Fuentes sat in a recliner with a blanket over the lower half of her body. She was, despite her circumstances, wearing a broad smile that made me think the prognosis was good, but I was wrong. Harmon explained that the cancer has spread, chemo and radiation treatments have been halted, and Perla’s mother is visiting on a humanitarian visa to help out.
The grandchildren, 8 and 10, fiddled in another room, and Fuentes’ mother made a lunch of fruit salad for all of us. Fuentes insisted that we eat and relax while she and Harmon carried on, holding hands as if they were longtime pals.
“I have trust in God,” Fuentes said to explain her good spirits. “I’m OK.”
“Obviously, she’s scared like any human being would be,” said Harmon, but she’s found strength in faith. “With less than that, any person would end up on the floor. … I can teach my patients about medication, but they teach me about life.”
Harmon went over Fuentes’ latest symptoms and dug through a satchel of pill containers, reminding her about dosages and upcoming medical appointments. When we left, Fuentes asked us to please return any time.
“My house is your house,” she said again, with a radiant smile.
A week later, Behforouz and one of her nurses, Jonah Malana — along with Housing Works case manager Jasmine Salas — met me at the home of a patient named Micaela Duarte, who lives with her son. In her late 50s, Duarte suffers from multiple advanced heart and lung ailments, as well as diabetes and hypertension.
“Sit down,” Duarte offered with a warm greeting. She sat at her kitchen table and pointed to a chair for me. Wheezing and choking, she told her visitors that family members were visiting.
“I feel blessed,” she said.
The doctor, nurse and case manager engaged Duarte with the same elegant bedside manner I’d seen Harmon use with her patient. Duarte seemed relaxed and reassured in their presence, but Behforouz and Malana found that her blood oxygen level was close to 70, more than 20 points too low.
Duarte attached herself to an oxygen tank while the doctor and nurse noticed that Duarte had not been using her new BiPap machine, which pushes pressurized air into the lungs through a mask.

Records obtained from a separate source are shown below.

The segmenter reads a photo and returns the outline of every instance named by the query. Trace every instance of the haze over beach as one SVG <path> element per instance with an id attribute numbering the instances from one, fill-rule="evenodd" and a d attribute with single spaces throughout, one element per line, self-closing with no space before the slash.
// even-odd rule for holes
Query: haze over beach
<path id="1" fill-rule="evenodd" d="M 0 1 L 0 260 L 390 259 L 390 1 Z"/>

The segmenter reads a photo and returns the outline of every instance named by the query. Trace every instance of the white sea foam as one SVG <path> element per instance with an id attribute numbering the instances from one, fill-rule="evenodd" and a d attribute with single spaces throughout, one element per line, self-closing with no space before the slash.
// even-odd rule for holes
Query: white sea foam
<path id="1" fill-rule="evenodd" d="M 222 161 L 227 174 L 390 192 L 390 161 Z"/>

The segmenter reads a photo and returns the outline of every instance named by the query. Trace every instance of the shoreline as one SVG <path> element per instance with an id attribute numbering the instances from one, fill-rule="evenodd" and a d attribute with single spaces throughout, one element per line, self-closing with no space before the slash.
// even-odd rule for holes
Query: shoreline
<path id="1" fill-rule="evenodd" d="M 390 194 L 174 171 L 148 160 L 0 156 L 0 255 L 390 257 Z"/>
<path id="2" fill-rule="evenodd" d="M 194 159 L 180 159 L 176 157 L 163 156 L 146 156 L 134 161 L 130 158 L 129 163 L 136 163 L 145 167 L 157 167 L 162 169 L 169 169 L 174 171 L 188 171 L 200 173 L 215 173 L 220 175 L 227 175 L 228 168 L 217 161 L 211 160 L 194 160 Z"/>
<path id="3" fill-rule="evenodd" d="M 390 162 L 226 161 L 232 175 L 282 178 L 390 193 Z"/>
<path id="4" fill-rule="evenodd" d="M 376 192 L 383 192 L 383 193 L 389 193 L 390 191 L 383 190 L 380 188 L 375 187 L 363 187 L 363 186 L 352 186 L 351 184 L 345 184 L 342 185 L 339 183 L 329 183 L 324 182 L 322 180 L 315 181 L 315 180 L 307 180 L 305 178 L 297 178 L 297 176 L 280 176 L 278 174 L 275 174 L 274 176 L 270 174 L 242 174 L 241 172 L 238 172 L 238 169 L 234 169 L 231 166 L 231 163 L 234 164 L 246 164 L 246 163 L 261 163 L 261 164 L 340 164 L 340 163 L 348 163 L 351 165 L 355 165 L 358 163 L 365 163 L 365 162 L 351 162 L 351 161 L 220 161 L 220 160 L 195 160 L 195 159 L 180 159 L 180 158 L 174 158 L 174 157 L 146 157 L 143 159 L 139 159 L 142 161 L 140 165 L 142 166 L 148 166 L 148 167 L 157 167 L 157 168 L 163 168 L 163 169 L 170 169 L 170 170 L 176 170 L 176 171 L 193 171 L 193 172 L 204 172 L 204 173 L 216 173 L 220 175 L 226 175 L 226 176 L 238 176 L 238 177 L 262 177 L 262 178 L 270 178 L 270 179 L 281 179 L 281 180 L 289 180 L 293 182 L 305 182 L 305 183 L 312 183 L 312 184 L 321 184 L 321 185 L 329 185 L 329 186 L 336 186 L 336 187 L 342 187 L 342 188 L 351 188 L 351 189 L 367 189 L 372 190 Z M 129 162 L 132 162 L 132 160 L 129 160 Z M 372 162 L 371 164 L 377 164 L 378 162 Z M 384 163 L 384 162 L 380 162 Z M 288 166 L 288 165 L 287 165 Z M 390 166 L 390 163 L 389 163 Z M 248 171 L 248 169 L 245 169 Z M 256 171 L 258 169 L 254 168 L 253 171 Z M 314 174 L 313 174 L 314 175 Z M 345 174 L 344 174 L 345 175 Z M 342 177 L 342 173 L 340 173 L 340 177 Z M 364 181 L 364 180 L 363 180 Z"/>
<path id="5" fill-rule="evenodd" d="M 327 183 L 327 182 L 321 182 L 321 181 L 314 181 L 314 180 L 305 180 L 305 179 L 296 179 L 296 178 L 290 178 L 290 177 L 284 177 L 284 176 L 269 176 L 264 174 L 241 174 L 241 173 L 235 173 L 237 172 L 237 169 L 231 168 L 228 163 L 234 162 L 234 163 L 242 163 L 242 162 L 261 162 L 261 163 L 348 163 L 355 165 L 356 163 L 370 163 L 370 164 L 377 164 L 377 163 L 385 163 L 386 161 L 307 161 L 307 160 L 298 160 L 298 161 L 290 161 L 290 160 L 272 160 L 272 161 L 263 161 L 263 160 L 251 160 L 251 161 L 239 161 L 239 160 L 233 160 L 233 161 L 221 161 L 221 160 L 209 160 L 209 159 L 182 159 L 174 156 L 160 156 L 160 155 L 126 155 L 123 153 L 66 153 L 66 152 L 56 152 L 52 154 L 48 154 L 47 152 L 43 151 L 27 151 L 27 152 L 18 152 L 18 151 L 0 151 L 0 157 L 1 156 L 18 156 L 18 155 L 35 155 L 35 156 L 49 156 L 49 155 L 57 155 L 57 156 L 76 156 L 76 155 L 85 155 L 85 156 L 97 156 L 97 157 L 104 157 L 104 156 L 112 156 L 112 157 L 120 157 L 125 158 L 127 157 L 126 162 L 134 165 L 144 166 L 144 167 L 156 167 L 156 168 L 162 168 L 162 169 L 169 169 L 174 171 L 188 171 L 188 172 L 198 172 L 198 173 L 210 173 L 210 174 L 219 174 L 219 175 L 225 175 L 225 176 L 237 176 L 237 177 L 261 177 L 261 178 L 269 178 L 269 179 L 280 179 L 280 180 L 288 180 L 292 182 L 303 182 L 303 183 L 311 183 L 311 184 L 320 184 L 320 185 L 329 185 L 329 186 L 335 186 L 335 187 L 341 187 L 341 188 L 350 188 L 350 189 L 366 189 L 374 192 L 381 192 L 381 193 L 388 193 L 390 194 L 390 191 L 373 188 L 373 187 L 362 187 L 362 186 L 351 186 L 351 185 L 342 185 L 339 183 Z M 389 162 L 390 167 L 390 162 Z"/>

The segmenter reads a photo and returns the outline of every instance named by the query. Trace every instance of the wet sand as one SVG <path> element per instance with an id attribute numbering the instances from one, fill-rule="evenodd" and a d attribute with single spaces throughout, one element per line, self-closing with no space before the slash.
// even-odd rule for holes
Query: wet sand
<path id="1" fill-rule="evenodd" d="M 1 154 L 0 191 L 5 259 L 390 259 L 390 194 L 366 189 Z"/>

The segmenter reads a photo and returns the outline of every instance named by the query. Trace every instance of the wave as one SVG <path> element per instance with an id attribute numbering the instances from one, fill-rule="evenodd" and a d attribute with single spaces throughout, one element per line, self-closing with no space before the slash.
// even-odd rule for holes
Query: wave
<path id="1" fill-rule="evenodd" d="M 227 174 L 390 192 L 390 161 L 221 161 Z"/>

Behforouz noted how confusing it can be for patients to master and become comfortable using such equipment, and she and Malana set out to train Duarte.
It took a while even for the pros to make the connections and fit the respirating mask comfortably over Duarte’s face, but during an hourlong visit, the patient’s blood-oxygen level climbed into the 80s.
“She’s breathing much better now,” said the doctor.
At the next stop, on skid row, Behforouz met with Rafer Henderson, 63, who is HIV-positive, has lost 70 pounds in the last year, suffers from depression and was recently hospitalized for respiratory failure. He told me that his problems, which led to homelessness, began when he developed a drug addiction during a 30-year aerospace career as a sheet metal polisher.
Behforouz sat next to Henderson on his bed, examined his throat (he’s having trouble swallowing), and said as we left that she would contact his primary care physician to share notes. Much of what Housing for Health does is sort paperwork, chip away at bureaucracy, coordinate multiple aspects of care and stay on top of it all.
L.A. County voters deserve a pat on the back for the growth of this model, which is partly funded through the quarter-cent Measure H sales tax increase approved nearly five years ago. Behforouz hopes the funding stream is extended beyond the measure’s 10-year term.
She spoke of the “incredible trauma of body and soul that” is visible to all of us. “It’s devastating because we have the technology and the wealth to tend to everybody in this country, but we don’t, and that’s what kills me over and over again.”
It is not, she said, as if we don’t know what works.